In a recent blog about succession planning, we asked that you share your stories with us. That way we can all learn from each other’s experiences. In this post we thought it would be helpful to share one of those responses.
This story comes from Bryan Morris, a business owner in Springfield, MO. Bryan’s company was originally started by his father whom he deemed “a big time small-town cop” and local hero who had also served in several branches of the armed forces. Bryan’s father started the security company from scratch and after a few years, Bryan joined the business.
Although Mr. Morris was by no means an “elderly” man and was in seemingly good health, he and Bryan and some extended family members thought it would be best to have a plan in place in the event that anything ever happened to him. So, they made four contacts; their attorney, accountant, insurance agent and banker.

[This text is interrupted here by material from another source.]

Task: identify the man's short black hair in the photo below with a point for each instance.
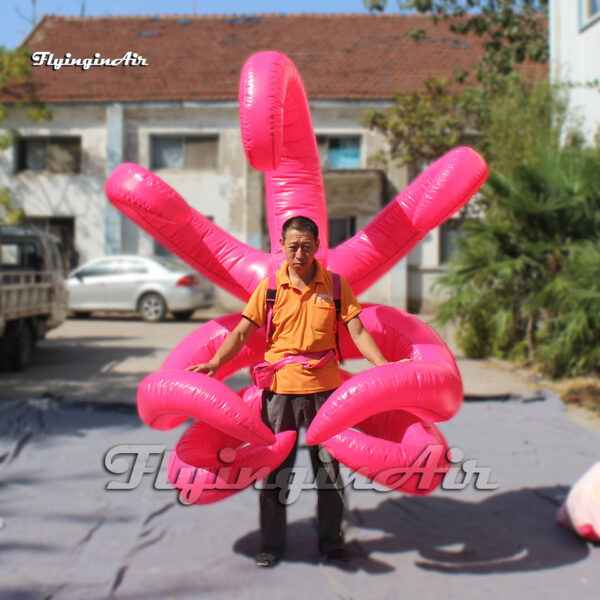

- Their attorney helped them to establish a buy/sell agreement defining ownership currently and in the event of death of any owners.
- Their accountant worked through all of the debts and assets of the business to provide a clear game plan on how they would move through several stages of the business then and into the future.

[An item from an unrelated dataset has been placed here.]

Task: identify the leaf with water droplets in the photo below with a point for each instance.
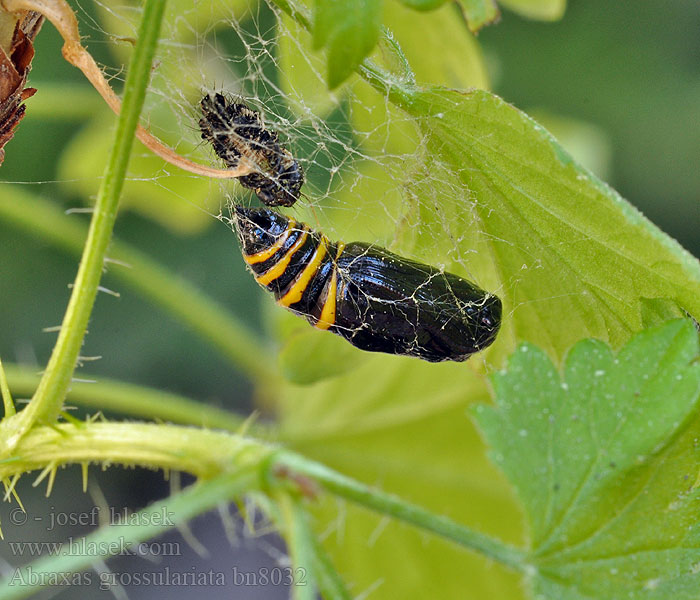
(604, 460)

- Their insurance agent put together life insurance policies that would ensure, in the event of any loss of life, there would be enough coverage so the company could move forward completely debt free.
- Their banker knew the value of the business and the amount of debt that the business carried and became a trusted partner.
When, tragically, Bryan’s father passed suddenly and unexpectedly, he knew he had four phone calls to make. In very short order, his “team” had everything in motion and were able to handle all of the necessary steps so that Bryan could keep the business and pay off any debts that it had incurred.
Bryan stated there were some real nuggets of wisdom that he gained going through this process… “First, if you have only an informal partnership in place, and there is a death, you surely don’t want to become partners with the surviving spouse’s attorney!” The buy/sell agreement covered them as that concern came to fruition.
“It is critical to maintain a good relationship with your banker. Bankers don’t like surprises!” he stated. “Shortly after Dad’s passing, I wanted to give a Christmas bonus to our employees as many of them had been with us for several years and this was one of Dad’s wishes. Our banker knew that our insurance check was on the way and he helped us out so that I could give bonuses that year.”
Bryan is still running the business today and is making succession plans for whomever is going to take the reigns next.
We wish him much continued success!
Sadly, we still hear other stories about business owners passing and leaving a puzzle for their family to figure out. Part of the grieving process should NOT include trying to weed through a maze of your business. You’ve heard us recommend having an exit strategy, well this is part of it! Let your succession plan be your admired legacy!